Our hypothesis highlights the complexity of the mechanisms which link green space to pregnancy outcomes and suggests that other factors such as the socioeconomic status of pregnant women [20, 31] may interact to promote or reduce the beneficial effects of green space. Several studies describe disparities in the degree of access to green space according to individual or neighborhood socioeconomic status. In general, deprived neighborhoods in urban areas have fewer parks and walking trails and poorer access to green space in comparison with non-deprived areas [40, 41, 95, 96]. Proximity to and usage of green space depend on the level of education or on income [97]. People living in deprived neighborhoods are less likely to make use of green spaces because they do not perceive the need to do so [98, 99], although this has been challenged by other authors.

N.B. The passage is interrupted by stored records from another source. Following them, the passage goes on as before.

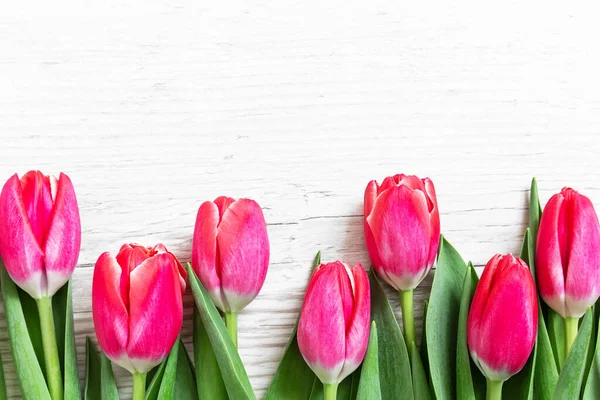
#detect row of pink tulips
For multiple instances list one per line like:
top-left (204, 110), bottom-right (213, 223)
top-left (0, 171), bottom-right (598, 399)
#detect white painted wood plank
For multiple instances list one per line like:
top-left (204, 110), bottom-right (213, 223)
top-left (1, 0), bottom-right (599, 397)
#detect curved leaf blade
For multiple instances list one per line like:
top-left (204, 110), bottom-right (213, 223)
top-left (1, 264), bottom-right (51, 400)
top-left (426, 236), bottom-right (468, 400)
top-left (194, 306), bottom-right (227, 400)
top-left (356, 321), bottom-right (381, 400)
top-left (186, 264), bottom-right (255, 400)
top-left (61, 280), bottom-right (81, 399)
top-left (411, 342), bottom-right (432, 400)
top-left (84, 338), bottom-right (101, 400)
top-left (370, 271), bottom-right (412, 399)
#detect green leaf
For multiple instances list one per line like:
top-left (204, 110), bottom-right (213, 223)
top-left (60, 280), bottom-right (81, 399)
top-left (583, 306), bottom-right (600, 399)
top-left (349, 367), bottom-right (361, 400)
top-left (84, 338), bottom-right (101, 400)
top-left (186, 263), bottom-right (255, 400)
top-left (0, 265), bottom-right (51, 400)
top-left (455, 264), bottom-right (483, 400)
top-left (527, 180), bottom-right (559, 400)
top-left (547, 310), bottom-right (565, 371)
top-left (582, 302), bottom-right (599, 392)
top-left (0, 350), bottom-right (7, 400)
top-left (145, 358), bottom-right (167, 400)
top-left (554, 309), bottom-right (594, 399)
top-left (18, 286), bottom-right (46, 377)
top-left (426, 236), bottom-right (468, 400)
top-left (411, 342), bottom-right (432, 400)
top-left (307, 374), bottom-right (353, 400)
top-left (157, 339), bottom-right (179, 399)
top-left (369, 271), bottom-right (413, 399)
top-left (174, 341), bottom-right (199, 400)
top-left (100, 353), bottom-right (119, 400)
top-left (194, 306), bottom-right (227, 399)
top-left (264, 251), bottom-right (322, 400)
top-left (356, 322), bottom-right (381, 400)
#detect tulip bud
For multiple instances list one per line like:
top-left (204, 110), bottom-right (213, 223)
top-left (0, 170), bottom-right (81, 299)
top-left (536, 187), bottom-right (600, 319)
top-left (467, 254), bottom-right (538, 383)
top-left (92, 243), bottom-right (186, 373)
top-left (192, 196), bottom-right (269, 313)
top-left (363, 174), bottom-right (440, 291)
top-left (297, 261), bottom-right (370, 389)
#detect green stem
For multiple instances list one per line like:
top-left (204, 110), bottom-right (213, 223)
top-left (36, 296), bottom-right (63, 400)
top-left (486, 379), bottom-right (503, 400)
top-left (132, 372), bottom-right (147, 400)
top-left (323, 382), bottom-right (338, 400)
top-left (225, 311), bottom-right (238, 349)
top-left (564, 316), bottom-right (579, 360)
top-left (399, 289), bottom-right (415, 356)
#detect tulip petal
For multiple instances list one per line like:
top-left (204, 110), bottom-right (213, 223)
top-left (0, 174), bottom-right (45, 298)
top-left (127, 253), bottom-right (183, 373)
top-left (536, 194), bottom-right (568, 316)
top-left (214, 196), bottom-right (236, 220)
top-left (92, 252), bottom-right (129, 365)
top-left (217, 198), bottom-right (269, 312)
top-left (19, 170), bottom-right (53, 247)
top-left (367, 185), bottom-right (432, 290)
top-left (564, 193), bottom-right (600, 317)
top-left (339, 264), bottom-right (370, 380)
top-left (297, 263), bottom-right (346, 384)
top-left (364, 181), bottom-right (382, 269)
top-left (44, 173), bottom-right (81, 297)
top-left (423, 178), bottom-right (441, 267)
top-left (192, 201), bottom-right (228, 311)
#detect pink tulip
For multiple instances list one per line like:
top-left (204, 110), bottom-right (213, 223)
top-left (467, 254), bottom-right (538, 383)
top-left (364, 174), bottom-right (440, 291)
top-left (192, 196), bottom-right (269, 313)
top-left (92, 243), bottom-right (186, 373)
top-left (297, 261), bottom-right (370, 388)
top-left (536, 187), bottom-right (600, 319)
top-left (0, 170), bottom-right (81, 299)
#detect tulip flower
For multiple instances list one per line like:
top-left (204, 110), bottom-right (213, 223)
top-left (192, 196), bottom-right (269, 347)
top-left (467, 254), bottom-right (538, 400)
top-left (92, 243), bottom-right (186, 400)
top-left (536, 187), bottom-right (600, 358)
top-left (364, 174), bottom-right (440, 349)
top-left (0, 170), bottom-right (81, 400)
top-left (297, 261), bottom-right (370, 400)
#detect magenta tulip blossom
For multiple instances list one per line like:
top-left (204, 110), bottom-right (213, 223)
top-left (297, 261), bottom-right (370, 399)
top-left (364, 174), bottom-right (440, 349)
top-left (0, 170), bottom-right (81, 299)
top-left (92, 242), bottom-right (186, 398)
top-left (192, 196), bottom-right (269, 347)
top-left (467, 254), bottom-right (537, 396)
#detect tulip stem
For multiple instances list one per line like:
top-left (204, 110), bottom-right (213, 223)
top-left (564, 316), bottom-right (579, 360)
top-left (36, 296), bottom-right (63, 400)
top-left (323, 383), bottom-right (338, 400)
top-left (132, 372), bottom-right (146, 400)
top-left (486, 379), bottom-right (503, 400)
top-left (225, 311), bottom-right (238, 348)
top-left (399, 289), bottom-right (415, 356)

The ecological nature of our study design did not allow us to assess the usage of green space by people in Lyon area population. Another limitation of our study was the construction of the greenness index. The information on topography or land cover used to construct the index did not distinguish between different types of vegetation, which may affect the pathways proposed for the effects of noise or ambient air pollution. Unlike the Normalized Difference Vegetation Index (NDVI) which measures small-scale green spaces in a standardized way, and other more specific synthetic measures of greenness, our index only measured the degree of greenness in each census block.

Finally, because the outcome of interest is rare, the statistical power of this study is limited. Despite these limitations, the results are consistent with those based on the more detailed NDVI index [38].

Conclusion

These results add evidence to the relationship between access to green space and pregnancy outcomes. Policies that ensure an equitable distribution of green spaces within urban areas may help to promote fair access to healthy environments. Further studies should be carried out on the effect of access to green spaces on pregnancy outcomes to document the mechanisms involved.